Vineet Kumar Singh, Zoya Hussain, Ravi Kishan, Shree Dhar Dubey, Jimmy Sheirgill
When Anurag Kashyap decides to take the emotions and experiences of our Indian sportsmen and their misery, you can be sure that you will find a lot of action and crude dialogues that will make your friends slap your back and laugh out loud. You end up feeling miserable, giggling and still looking for the silver lining! The chaos of emotions and clarity in confusion is Kashyap’s signature style!
A dalit, impoverished Shravan (Vineet Kumar Singh) lands up at the Bhagwandas Mishra (Jimmy Shergill)’s training centre. He wants to be boxer and his determination alone will see him through it, but he is trying his best to train and get ahead in life. But in a small town like Bareily, when you are from the lower caste, you cannot have dreams to touch the sky. Shravan spends most of his time running errands for Bhagwandas and doesn’t manage to train at all. He ends up falling for Bhagwandas’ niece - Sunaina Mishra (Zoya Hussain) but his chance at taking the relationship forward or ever being a boxer dies abruptly when Shravan ends up knocking Bhagwandas down in an altercation.
Given the fact that Mishra has the clout over the boxing fraternity in Bareily, Shravan’s only way forward was moving out of Bareily and trying his hands at the state-level boxing at Varanasi under Sanjay Kumar (Ravi Kisan) who doesn’t have the small town mentality of discriminating between caste and creed. The decision to move might have been made under duress but his dreams and his love manage to bring out the winner in him.
The film hits upon a lot of topics while dealing with the life of a sportsperson, so while we have gaurakshak’s taking live lynching videos, we also have not so subtle dialogues between the brahmins and the dalits through the film which make it known how much the interiors of india still suffer. If you see the credits of the film, you notice a good many names under the writers credit starting with Anurag Kashyap, Vineet Kumar and going onto Mukti Singh Srinet, K D Satyam, Ranjan Chandel and Prasoon Mishra – and it is evident that each of them have brought considerable amount of meat onto the table. The film is potent in every way and leaves you breathless and restless all at the same time.
There is nothing that Kashyap fears saying and Mukkabaaz surely knocks hypocrisy on the head.

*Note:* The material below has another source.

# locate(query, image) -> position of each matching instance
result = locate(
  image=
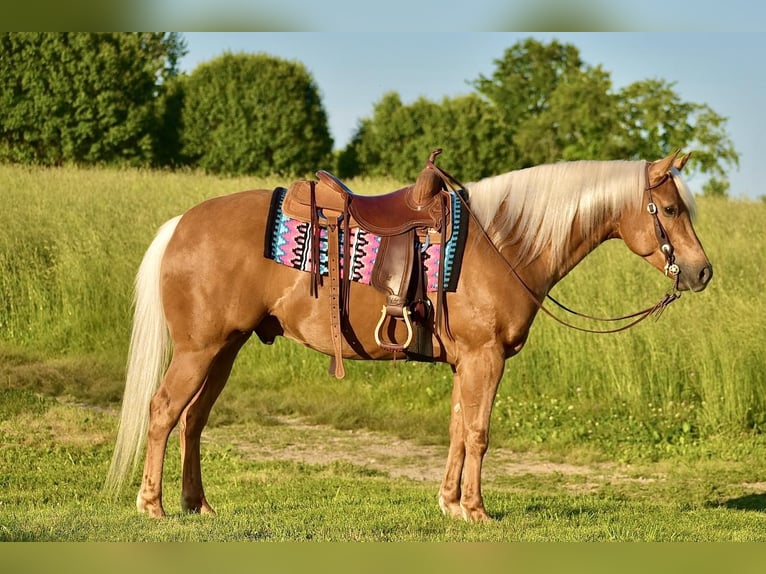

The film belongs to Vineet Kumar in a way that PANCH belonged to Kay Kay. They fit together so perfectly that there cannot be ever another MUKKABAAZ. The film and Vineet as ably supported by all the actors and has some kickass music to go with the adrenaline. “Paintra” is one of the Kashyap signature style number which bumps up the tempo for the film right when we need it.
Despite the script not being too novel, the realism and the fearlessness with which the film has been treated, makes it a treat to watch.
However, it has to be said that the film was a typical Kashyap-esque venture, the treatment, the music and even the punctuations in the performances seem like a repetition of something we have seen in Anurag’s movies. This predictability could have been avoided. Waiting to see Kashyap come up with something that jolts our sense and even his.